As Montgomery explains in the liner notes, you shouldn’t expect a trip into his past “drug hell” on the album. He focuses instead on his experiences and relationships from this period in his life – especially his friendship with car thief/bank robber/drug dealer/father figure Joe Gribben, a man who would teach him about life and survival – no needles – who wondered why he wore black all the time, who would eventually be the best man at his first wedding.

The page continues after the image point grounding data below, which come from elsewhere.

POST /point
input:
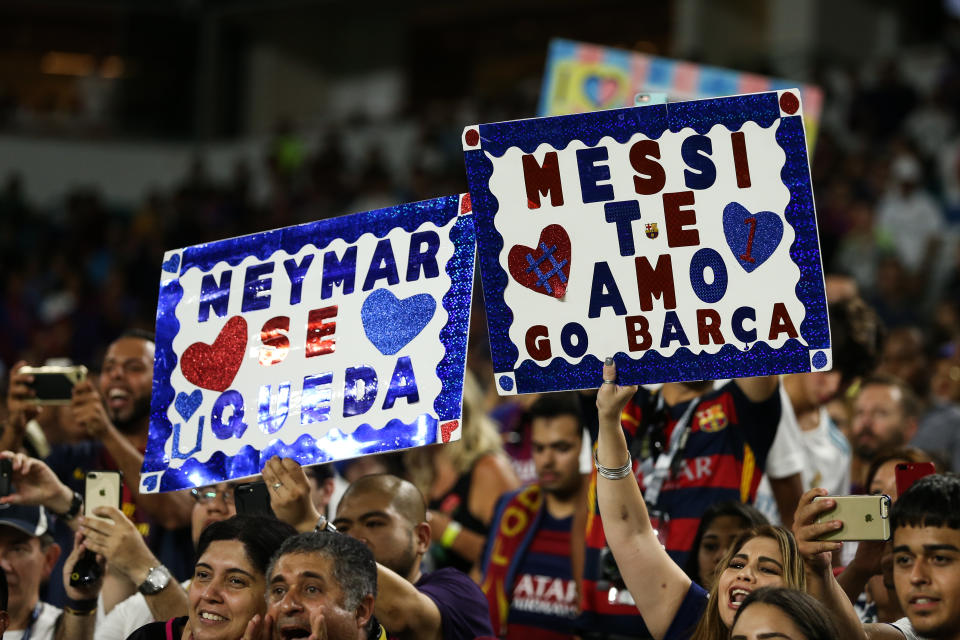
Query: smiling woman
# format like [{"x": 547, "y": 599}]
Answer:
[
  {"x": 782, "y": 614},
  {"x": 226, "y": 594}
]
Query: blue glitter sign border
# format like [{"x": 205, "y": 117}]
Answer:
[
  {"x": 651, "y": 121},
  {"x": 365, "y": 439}
]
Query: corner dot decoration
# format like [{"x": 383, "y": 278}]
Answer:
[{"x": 819, "y": 360}]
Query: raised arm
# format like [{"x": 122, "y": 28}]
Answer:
[
  {"x": 758, "y": 389},
  {"x": 657, "y": 584},
  {"x": 170, "y": 510}
]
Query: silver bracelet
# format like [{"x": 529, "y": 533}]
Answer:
[{"x": 613, "y": 473}]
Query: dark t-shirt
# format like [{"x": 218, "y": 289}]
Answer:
[
  {"x": 164, "y": 630},
  {"x": 462, "y": 605}
]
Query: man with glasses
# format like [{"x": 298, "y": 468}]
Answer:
[{"x": 114, "y": 409}]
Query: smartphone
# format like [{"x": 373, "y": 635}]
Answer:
[
  {"x": 909, "y": 472},
  {"x": 102, "y": 489},
  {"x": 252, "y": 499},
  {"x": 6, "y": 473},
  {"x": 863, "y": 517},
  {"x": 54, "y": 384}
]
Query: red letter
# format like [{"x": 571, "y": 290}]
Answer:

He pays tribute to Gribben over a Doug Sahm, Tex-Mex beat on “Fun,” where he asks, “would it kill you once just to where something blue?” Gribben is also the focus of the album-ending “Missed Him,” on which Montgomery admits, “There’s no one I’d rather sit here with and watch this whole world burn” over soulful keyboard and backing vocals.

But Smoke and Mirrors can be enjoyed not knowing any of this back story because Montgomery, as he has proven over a long stretch of memorable solo albums dating to 2004’s Man from Out of State, is a dynamite songwriter. “Everyone wants to feel better, no one wants to pay the bill,” he sings on the defiant “My Own Business” while on the seven-minute plus “The Right Time,” Montgomery offers “The past don’t mean nothin’/all you’ve got is now” over raging guitars.

You’re already sunk when the wonderfully titled album-opener “The Winter of the Summer of Super Freak” swirls out and Montgomery ropes you in with this wise-but-still-wild-eyed look at his blurry past.